Pseudo-eindheffing over vrijgesteld WKR-loon
Vrijgestelde WKR-loonbestanddelen vallen onder loonbegrip voor pseudo-eindheffing excessieve vertrekvergoeding.
In 2018 is de dienstbetrekking tussen een bv en een werknemer beëindigd. Deze werknemer kwam tot dat moment in aanmerking voor toepassing van de 30%-regeling. De werknemer heeft in 2018 en 2019 van zijn ex-werkgever vertrekvergoedingen gekregen van in totaal € 8,3 mln. De inspecteur heeft vanwege de zogeheten pseudo-eindheffing over excessieve vertrekvergoedingen een naheffingsaanslag loonbelasting aan de bv opgelegd van 75% van € 8,3 mln., ofwel € 6,2 mln. Bij de berekening van de excessieve vertrekvergoeding zijn de aan de werknemer toe te rekenen (individualiseerbare) eindheffingsbestanddelen, waaronder de vergoedingen in het kader van de 30%-regeling, tot het loon gerekend.
Hof stelt ex-werkgever in het gelijk De bv is daartegen in beroep gegaan. Hof Den Bosch heeft haar in het gelijk gesteld door te oordelen dat de onder de werkkostenregeling (WKR) vrijgestelde loonbestanddelen niet tot de vertrekvergoeding behoren. De naheffingsaanslag is daarom verminderd tot € 4,7 mln. De staatssecretaris heeft cassatieberoep ingesteld tegen de hofuitspraak.

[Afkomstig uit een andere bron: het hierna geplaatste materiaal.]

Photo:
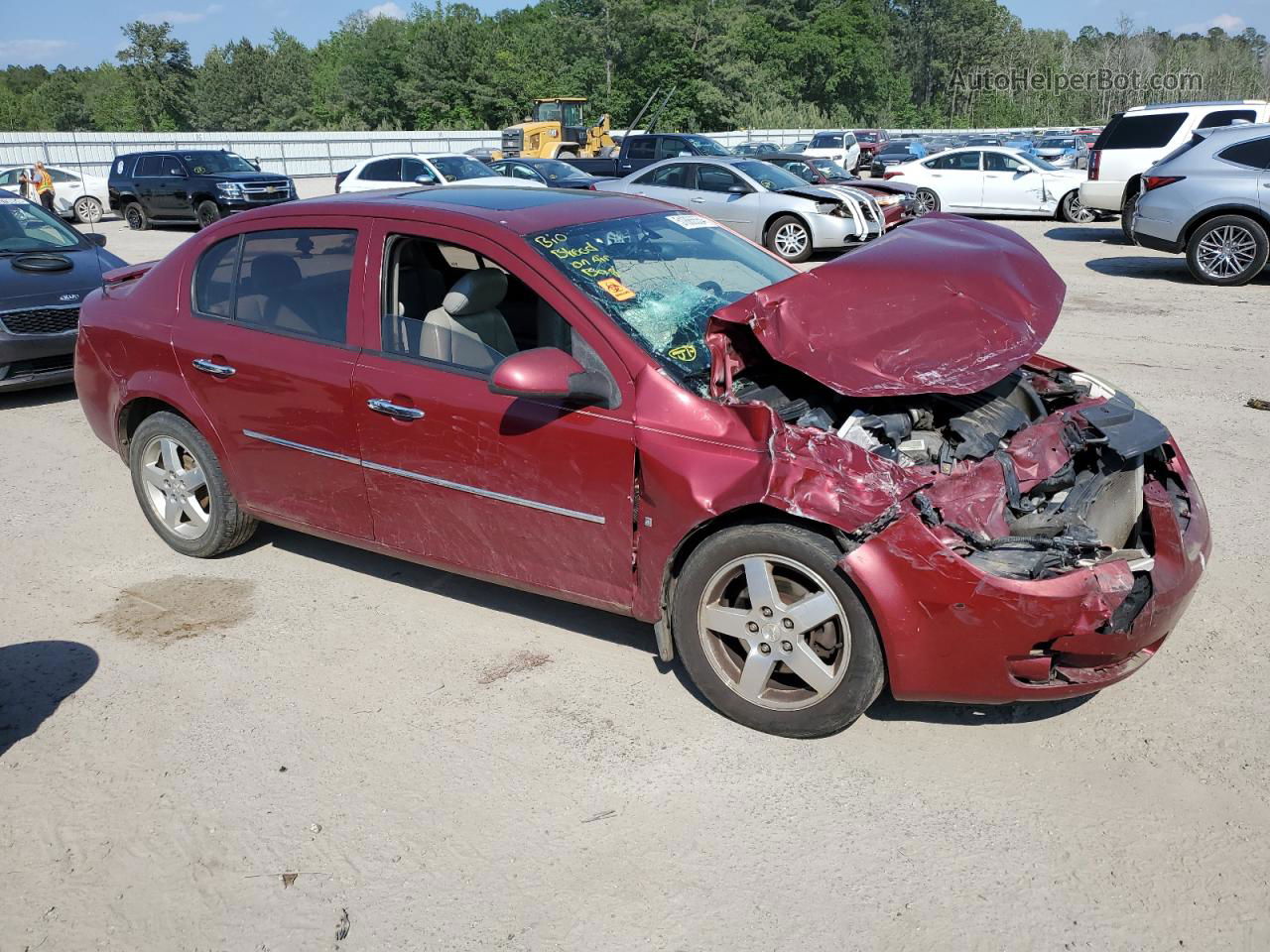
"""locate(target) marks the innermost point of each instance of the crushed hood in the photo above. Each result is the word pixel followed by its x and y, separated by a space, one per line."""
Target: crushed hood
pixel 945 304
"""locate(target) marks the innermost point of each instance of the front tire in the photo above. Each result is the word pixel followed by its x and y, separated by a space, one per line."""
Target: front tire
pixel 790 239
pixel 182 489
pixel 926 200
pixel 208 213
pixel 1228 250
pixel 136 216
pixel 772 634
pixel 1071 209
pixel 87 211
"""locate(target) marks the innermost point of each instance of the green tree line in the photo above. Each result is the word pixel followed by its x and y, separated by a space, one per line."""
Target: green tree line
pixel 730 63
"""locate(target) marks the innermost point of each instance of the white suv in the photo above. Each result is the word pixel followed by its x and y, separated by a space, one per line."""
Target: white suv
pixel 838 146
pixel 1139 137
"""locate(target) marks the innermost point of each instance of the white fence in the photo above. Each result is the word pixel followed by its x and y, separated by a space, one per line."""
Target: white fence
pixel 299 154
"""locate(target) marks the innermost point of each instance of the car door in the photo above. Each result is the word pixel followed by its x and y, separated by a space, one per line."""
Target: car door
pixel 716 194
pixel 526 492
pixel 957 179
pixel 263 340
pixel 674 182
pixel 1010 184
pixel 172 189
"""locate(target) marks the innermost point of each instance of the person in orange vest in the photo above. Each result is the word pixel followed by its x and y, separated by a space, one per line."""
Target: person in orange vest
pixel 44 182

LB-loonbegrip blijft leidend De Hoge Raad vernietigt de hofuitspraak en oordeelt onder verwijzing naar de conclusie van Advocaat-generaal Pauwels dat ook na de invoering van de WKR het Wet LB-loonbegrip onverkort leidend is voor het loonbegrip voor de pseudo-eindheffing over excessieve vertrekvergoedingen. Dit betekent dat onder dit loonbegrip ook loonbestanddelen vallen die zijn aangewezen als WKR-bestanddelen en onder de WKR zijn vrijgesteld. De naheffingsaanslag van € 6,2 mln. blijft daarom in stand. De Hoge Raad vernietigt de hof- en rechtbankuitspraak en verklaart het beroep van de bv tegen de uitspraak van de inspecteur ongegrond.
Bron: Hoge Raad 04-04-2025, Hof Den Bosch 21-02-2024 (gepubl. 04-04-2024).